The times they are a changin’….

Employment Verification LawsAs President Obama pushes to reform the current immigration system, employers are under increasing pressure to follow Federal law requirements concerning hiring authorized workers while at the same time carefully monitoring State employment eligibility law as well.  Many people are following the debate about Arizona’s new immigration legislation while in South Carolina, one of the toughest employer sanctions laws in the country has slid in under the radar and gone mostly unnoticed by anyone not doing business in the state.

Employers across the country should be paying very close attention to Form I-9 requirements and E-Verify laws.  In just the last few months, several significant changes have taken place that impact how employers verify the identity and work eligibility of the people they hire.

  • A newly redesigned Green Card (Permanent Resident Card).
  • Changes to the Employment Authorization Document to increase document security have been implemented.
  • E-Verify has been redesigned and new tools have been added.

E-Verify and the “Hire Date”

Perhaps the most significant change is what is being termed the “Thursday Rule” which now gives employers until the 4th business day to utilize E-Verify.  Until recently the directive has always been 3 business days from the date of hire.

Amid this flurry of change, the Office of the Special Counsel for Immigration Related Employment Discrimination (OSC), had been actively investigating complaints against employers accused of improper use of the Form I-9 and/or E-Verify during the hiring process.  Morton’s Restaurant, Garland Sales, and even Macy’s department store have been accused of identity document abuse by asking new hires to produce more documents than are required for the completion of the Form I-9.

What once seemed to be just one more piece of paper to keep on file is now an albatross around every employer’s neck.  Failing to give the I-9 the attention it demands is costing businesses thousands of dollars.  Many employers mistakenly believe it is enough to have an I-9 on file for every employee.  These employers will ultimately pay the price. Since April 2009, ICE (Immigration and Customs Enforcement) has fined employers over $17 million for non-compliance based on technical and clerical errors on the Form I-9.

Many of these errors could have been identified prior to the ICE inspection had the company obtained an independent 3rd party audit by a qualified I-9 specialist. An independent 3rd party audit is one of the best tools an employer can utilize to insure complete Form I-9 compliance.  By using an expert independent 3rd party auditor, a business can take a proactive approach to correcting costly errors, identifying areas of non-compliance, and protecting their business against claims of discriminatory hiring practices.

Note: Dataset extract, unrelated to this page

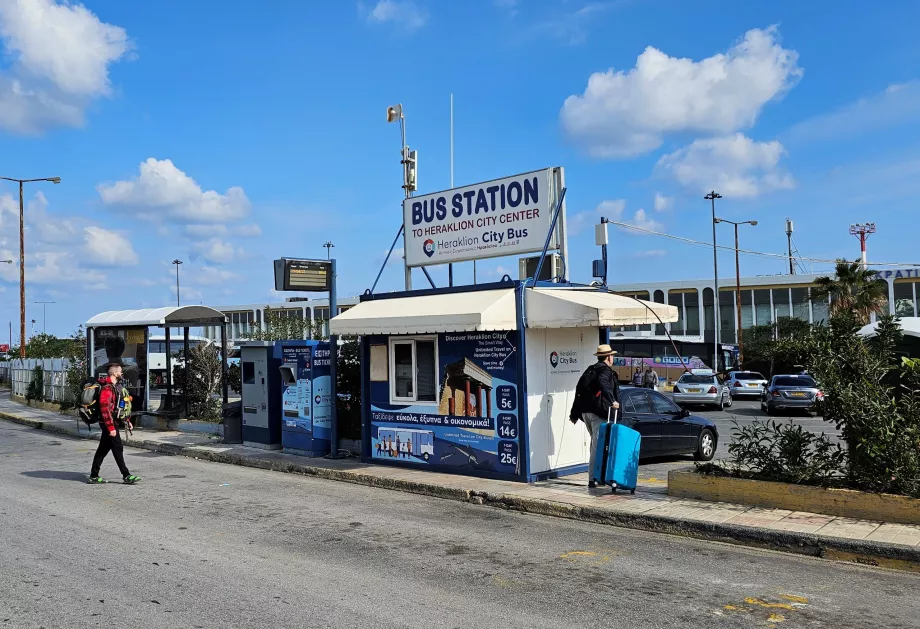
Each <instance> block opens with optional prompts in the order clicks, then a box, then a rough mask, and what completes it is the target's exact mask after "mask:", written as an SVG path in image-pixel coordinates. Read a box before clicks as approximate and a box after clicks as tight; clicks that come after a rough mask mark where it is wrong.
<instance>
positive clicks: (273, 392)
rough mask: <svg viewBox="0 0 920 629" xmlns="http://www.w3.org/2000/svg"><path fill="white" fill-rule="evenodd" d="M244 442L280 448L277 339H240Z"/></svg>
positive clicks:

It is time for every employer to wake up and realize the Form I-9 requires the same attention that tax forms and other legal and compliance issues require.  Failing to use an experienced Form I-9 specialist to assist your company in obtaining 100% compliance is putting your business at unnecessary risk of huge financial penalties as well as a public relations nightmare.   Don’t let the negative results of an ICE inspection of your company be the lead story on your local news!